After two years, if they were going to hatch it's most likely most of them would have. When they hatch the 'lid' bit comes off (you'll need to look closely). I'm told that if they're still viable they'll sink, and if they're not they will float, but I haven't tried. When I've had a batch I'm not sure about after a year or two or three I open some up. You'll either find they've dried up before developing, they've developed into insects but died without hatching, developed into insects and are waiting to hatch, or are still undeveloped but viable. Highly likely you'll get two or more types. Strange you only have 30 though, if she only had that many in three months she would have been unhealthy and probably wouldn't have been producing viable eggs. More likely is that you missed most of them. Mine usually lay about 4-10 per day. If something is wrong they can produce less, and in those cases they're usually smaller and sometimes poorly shaped.

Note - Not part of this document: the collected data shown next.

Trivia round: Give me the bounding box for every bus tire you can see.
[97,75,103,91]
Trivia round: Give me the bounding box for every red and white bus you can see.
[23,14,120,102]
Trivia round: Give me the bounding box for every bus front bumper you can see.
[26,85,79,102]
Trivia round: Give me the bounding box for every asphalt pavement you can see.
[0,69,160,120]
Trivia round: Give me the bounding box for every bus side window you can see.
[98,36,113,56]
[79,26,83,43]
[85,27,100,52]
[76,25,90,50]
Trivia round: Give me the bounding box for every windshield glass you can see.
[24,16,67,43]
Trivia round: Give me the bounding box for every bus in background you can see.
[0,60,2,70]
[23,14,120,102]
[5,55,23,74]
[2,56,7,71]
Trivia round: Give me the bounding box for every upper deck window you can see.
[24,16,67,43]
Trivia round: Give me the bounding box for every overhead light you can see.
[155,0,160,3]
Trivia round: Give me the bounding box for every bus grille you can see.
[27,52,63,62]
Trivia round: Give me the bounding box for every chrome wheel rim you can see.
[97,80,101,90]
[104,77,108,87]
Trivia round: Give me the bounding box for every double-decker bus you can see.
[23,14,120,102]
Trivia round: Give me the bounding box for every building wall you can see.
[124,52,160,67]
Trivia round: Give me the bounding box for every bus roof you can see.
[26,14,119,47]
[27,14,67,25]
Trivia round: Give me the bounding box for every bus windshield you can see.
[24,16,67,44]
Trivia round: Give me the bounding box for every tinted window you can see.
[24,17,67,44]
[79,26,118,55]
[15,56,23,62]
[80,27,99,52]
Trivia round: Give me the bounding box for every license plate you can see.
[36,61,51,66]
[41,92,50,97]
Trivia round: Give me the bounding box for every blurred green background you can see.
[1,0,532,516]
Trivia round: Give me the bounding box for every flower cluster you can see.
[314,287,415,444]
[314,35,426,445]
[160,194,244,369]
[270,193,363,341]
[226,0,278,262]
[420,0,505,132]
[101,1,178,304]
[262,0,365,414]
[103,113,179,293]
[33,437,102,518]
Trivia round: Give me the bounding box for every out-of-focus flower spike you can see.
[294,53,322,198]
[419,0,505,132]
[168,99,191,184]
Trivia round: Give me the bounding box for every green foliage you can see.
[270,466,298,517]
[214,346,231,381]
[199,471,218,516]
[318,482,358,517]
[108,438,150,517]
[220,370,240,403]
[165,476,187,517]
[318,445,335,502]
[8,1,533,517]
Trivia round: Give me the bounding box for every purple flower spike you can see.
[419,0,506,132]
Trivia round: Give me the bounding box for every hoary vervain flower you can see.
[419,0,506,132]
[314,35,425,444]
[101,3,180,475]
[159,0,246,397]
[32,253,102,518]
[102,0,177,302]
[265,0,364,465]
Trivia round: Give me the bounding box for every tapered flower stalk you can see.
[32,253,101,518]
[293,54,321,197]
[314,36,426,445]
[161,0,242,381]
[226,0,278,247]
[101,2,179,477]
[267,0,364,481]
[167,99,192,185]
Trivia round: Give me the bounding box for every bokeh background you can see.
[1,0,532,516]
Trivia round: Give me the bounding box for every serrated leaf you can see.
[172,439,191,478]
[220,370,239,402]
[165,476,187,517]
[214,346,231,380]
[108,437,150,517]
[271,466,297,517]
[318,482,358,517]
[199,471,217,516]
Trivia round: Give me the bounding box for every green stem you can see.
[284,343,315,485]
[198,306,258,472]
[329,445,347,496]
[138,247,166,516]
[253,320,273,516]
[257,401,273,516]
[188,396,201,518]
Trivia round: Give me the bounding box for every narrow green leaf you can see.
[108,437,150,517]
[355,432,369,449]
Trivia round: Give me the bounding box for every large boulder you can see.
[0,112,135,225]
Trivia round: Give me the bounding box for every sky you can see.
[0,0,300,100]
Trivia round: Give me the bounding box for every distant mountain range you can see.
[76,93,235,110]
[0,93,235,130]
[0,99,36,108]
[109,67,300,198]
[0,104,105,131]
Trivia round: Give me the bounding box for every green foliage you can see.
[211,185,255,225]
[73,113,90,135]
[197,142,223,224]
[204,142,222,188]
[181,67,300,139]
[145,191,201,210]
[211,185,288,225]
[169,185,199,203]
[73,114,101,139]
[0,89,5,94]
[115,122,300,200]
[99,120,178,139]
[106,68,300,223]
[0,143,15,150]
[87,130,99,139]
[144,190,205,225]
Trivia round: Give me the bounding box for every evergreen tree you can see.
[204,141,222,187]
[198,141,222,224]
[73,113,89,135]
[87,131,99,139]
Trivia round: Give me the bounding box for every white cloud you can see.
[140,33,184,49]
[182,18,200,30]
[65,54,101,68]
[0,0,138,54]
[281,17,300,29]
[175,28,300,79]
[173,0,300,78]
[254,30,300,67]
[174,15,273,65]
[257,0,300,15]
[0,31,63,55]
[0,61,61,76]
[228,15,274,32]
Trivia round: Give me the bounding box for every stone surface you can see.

Don't let them get too wet.

Good luck


----------



## jaliceeee (Jun 4, 2009)

Sdaji said:


> After two years, if they were going to hatch it's most likely most of them would have. When they hatch the 'lid' bit comes off (you'll need to look closely). I'm told that if they're still viable they'll sink, and if they're not they will float, but I haven't tried. When I've had a batch I'm not sure about after a year or two or three I open some up. You'll either find they've dried up before developing, they've developed into insects but died without hatching, developed into insects and are waiting to hatch, or are still undeveloped but viable. Highly likely you'll get two or more types. Strange you only have 30 though, if she only had that many in three months she would have been unhealthy and probably wouldn't have been producing viable eggs. More likely is that you missed most of them. Mine usually lay about 4-10 per day. If something is wrong they can produce less, and in those cases they're usually smaller and sometimes poorly shaped.
> 
> Don't let them get too wet.
> 
> Good luck


 
Haha I put them all in water and only one sunk, not a good sign, if it is truely accurate. I opened 2 up, ones that floated. One was just orange jelly type stuff, didnt look like it had developed at all, another was fully black, so it may have been develpoed and dead, I'm not sure. I really only guessed how long she lived for after I bought her, but im pretty sure she did lay about 5 eggs a day, I probaly didnt get them all. I dont know if it helps, but she was one of the tropical type ones, with the smooth shiny patterned eggs.


----------



## mattyandnat (Jun 4, 2009)

i just kept mine in a container with a stocking over the top and damp paper towel on the bottom.


----------



## Sdaji (Jun 4, 2009)

At five per day she'd produce 30 in under a week 

The black stuff is a developed baby (possibly dead), the one with jelly is undeveloped. If an undeveloped egg is still viable it will be very runny inside, if you open it and it's rubbery, it's no longer viable.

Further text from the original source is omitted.